= Prague Quadrennial =

Held in Prague once every four years since 1967, the Prague Quadrennial of Performance Design and Space or Prague Quadrennial is the world's largest event in the field of scenography, consisting of a competitive presentation of contemporary work in a variety of performance design disciplines and genres including costume, stage, lighting, sound design, and theatre architecture for dance, opera, drama, site-specific, multi-media performances, and performance art. Informally considered the 'Olympics of Scenography' alongside Exhibition of Countries and Regions and the Student Exhibition is a curated program of performances, talks, workshops, and other displays. The event now attracts over 10,000 visitors over 10 days in June.

== History ==

During the São Paulo Art Biennial in 1959, a special exhibit, designed by František Tröster, illustrated the development of Czech and Slovak stage design and theatre architecture during the period from 1914-1959. The result of the exhibition was a gold medal for Czechoslovakia. Continued Czech success during the next three Biennales led to an offer for Prague to host an international exhibition of stage design in Europe. Since its premiere in 1967, the international exhibition has been held regularly every four years, and has come to be known as the Prague Quadrennial.

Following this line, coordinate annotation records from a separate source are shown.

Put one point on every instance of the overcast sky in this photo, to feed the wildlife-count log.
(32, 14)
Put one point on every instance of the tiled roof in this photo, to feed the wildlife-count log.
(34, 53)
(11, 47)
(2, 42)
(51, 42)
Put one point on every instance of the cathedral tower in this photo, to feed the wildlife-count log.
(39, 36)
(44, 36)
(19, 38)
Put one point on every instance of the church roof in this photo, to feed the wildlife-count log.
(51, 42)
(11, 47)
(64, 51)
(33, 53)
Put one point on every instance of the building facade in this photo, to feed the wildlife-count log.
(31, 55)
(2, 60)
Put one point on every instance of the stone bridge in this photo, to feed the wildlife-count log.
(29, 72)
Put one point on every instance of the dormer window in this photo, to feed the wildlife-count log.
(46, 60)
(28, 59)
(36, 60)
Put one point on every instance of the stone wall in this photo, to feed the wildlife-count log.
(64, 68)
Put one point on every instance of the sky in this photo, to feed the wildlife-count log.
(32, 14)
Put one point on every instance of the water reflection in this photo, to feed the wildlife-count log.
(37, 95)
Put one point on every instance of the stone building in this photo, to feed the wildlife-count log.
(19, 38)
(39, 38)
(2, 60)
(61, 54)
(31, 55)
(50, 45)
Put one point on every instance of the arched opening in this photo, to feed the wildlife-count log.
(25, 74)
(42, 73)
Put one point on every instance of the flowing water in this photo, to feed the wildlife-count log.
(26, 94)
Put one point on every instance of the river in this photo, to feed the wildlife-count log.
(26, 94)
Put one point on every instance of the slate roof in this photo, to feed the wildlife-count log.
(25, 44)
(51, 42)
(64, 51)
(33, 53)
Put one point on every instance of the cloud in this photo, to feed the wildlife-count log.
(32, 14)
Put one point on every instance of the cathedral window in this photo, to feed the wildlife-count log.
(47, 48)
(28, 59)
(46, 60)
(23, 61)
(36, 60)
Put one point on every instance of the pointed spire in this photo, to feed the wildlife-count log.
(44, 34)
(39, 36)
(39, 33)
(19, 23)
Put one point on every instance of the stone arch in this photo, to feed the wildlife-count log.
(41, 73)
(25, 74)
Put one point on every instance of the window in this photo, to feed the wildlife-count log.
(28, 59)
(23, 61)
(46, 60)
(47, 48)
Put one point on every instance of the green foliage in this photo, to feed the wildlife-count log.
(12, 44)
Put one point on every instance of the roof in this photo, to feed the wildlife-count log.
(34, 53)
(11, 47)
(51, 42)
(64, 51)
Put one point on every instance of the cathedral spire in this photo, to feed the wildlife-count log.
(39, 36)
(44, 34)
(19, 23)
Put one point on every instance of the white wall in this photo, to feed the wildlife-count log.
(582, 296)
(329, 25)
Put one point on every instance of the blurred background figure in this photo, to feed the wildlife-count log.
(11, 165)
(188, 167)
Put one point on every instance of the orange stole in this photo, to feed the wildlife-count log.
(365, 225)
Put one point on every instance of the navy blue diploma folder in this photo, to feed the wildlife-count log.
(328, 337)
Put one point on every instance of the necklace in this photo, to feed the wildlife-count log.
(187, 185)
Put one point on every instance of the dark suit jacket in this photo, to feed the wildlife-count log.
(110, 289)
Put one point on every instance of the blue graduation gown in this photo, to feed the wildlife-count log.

Important artists who marked the history of the theater and the scenography participated and exposed at the Prague Quadrennial, such as Salvador Dalí, Josef Svoboda, Oscar Niemayer, Tadeusz Kantor, Guy-Claude François and Ralph Koltai, as well as figures of the contemporary theater, such as Robert Wilson, Heiner Goebbels and Renzo Piano.

== Awards ==

The exhibitions are judged and estimated by an International Jury, attributing the following awards:
- Golden Triga for the Best Exposition
- Gold Medal for the Best Stage Design
- Gold Medal for the Best Theatre Costume
- Gold Medal for the Best Realization of a Production
- Gold Medal for the Best Work in Theatre Architecture and Performance Space
- Gold Medal for the Best Use of Theatre Technology
- Gold Medal for the Best Exposition in the Student Section
- Gold Medal for the Most Promising Talent in the Student Section
- Gold Medal for the Best Curatorial Concept of an Exposition

The Golden Triga was awarded in 1967 to France, in 1971 to the GDR, in 1975 to the USSR, in 1979 to Great Britain, in 1983 to the GDR, in 1987 to the USA, in 1991 to Great Britain, in 1995 to Brazil, in 1999 to the Czech Republic, in 2003 to Great Britain, in 2007 to Russia, in 2011 to Turkey, in 2015 to Estonia, in 2019 to Republic of North Macedonia and in 2023 to Cyprus.